On Motion for Rehearing.

In a motion for rehearing, counsel for the plaintiff in error make the contention that the judgment of this court dismissing the writ of error was predicated on the arrangement of the documents sent up as constituting the bill of exceptions, that this arrangement was the act of the clerk of the court, and that the plaintiff in error ought not to be penalized for an error in the performance of a ministerial act on the part of the clerk of the court. From the facts set forth in the original opinion, it is apparent that what happened in this case was that counsel for the plaintiff in error tendered to the trial judge a bill of exceptions, that the judge returned it with his objections, that counsel prepared an amendment to the original bill and then when he submitted that amendment the judge certified that paper instead of the original bill.

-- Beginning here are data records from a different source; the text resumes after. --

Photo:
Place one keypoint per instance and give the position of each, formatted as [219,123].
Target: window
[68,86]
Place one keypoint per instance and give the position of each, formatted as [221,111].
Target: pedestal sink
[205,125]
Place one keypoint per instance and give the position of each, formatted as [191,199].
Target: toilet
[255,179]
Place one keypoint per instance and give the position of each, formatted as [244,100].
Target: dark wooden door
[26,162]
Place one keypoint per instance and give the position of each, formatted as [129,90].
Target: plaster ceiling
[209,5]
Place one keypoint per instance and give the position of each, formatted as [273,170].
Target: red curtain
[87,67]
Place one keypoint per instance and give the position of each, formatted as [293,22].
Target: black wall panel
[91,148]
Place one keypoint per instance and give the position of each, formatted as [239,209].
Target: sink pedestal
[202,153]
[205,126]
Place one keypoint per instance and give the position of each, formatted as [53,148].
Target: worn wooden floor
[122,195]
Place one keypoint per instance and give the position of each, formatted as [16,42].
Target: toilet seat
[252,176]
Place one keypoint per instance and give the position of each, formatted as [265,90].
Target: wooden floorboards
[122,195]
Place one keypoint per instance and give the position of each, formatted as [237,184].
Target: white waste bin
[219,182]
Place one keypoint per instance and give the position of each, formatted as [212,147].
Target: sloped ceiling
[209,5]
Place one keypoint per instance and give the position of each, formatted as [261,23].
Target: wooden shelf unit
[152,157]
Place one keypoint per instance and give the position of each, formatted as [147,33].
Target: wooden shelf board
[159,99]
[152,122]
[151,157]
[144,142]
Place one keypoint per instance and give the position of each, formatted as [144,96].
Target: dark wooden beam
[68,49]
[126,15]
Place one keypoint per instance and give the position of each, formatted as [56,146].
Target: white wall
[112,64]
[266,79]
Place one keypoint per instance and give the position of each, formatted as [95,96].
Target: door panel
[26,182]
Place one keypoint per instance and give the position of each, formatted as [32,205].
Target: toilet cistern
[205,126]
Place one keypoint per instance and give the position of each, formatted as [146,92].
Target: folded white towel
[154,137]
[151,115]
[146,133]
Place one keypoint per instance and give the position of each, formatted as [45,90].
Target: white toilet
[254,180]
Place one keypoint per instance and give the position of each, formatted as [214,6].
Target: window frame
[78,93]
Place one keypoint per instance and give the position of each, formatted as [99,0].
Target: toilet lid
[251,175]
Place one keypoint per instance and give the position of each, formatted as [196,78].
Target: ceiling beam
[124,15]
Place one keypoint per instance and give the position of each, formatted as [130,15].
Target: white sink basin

The law places on counsel for the plaintiff in error the duty of seeing that his bill of exceptions is in proper form before he tenders it to the trial judge for his signature. It is not the clerk’s duty to arrange the papers or to make up the bill of *245exceptions, but only to certify and transmit the document as submitted to him. If the bill of exceptions was not in proper form when transmitted to this court, it was not the clerk’s fault. The law, as embodied in Code Ch. 6-9, contemplates that when a trial judge returns a bill of exceptions with his objections, counsel should (except in those cases where he desires to mandamus the judge to sign it as originally tendered) redraft the document and resubmit it to the court as a single unified document.

Accordingly, the motion for a rehearing is denied.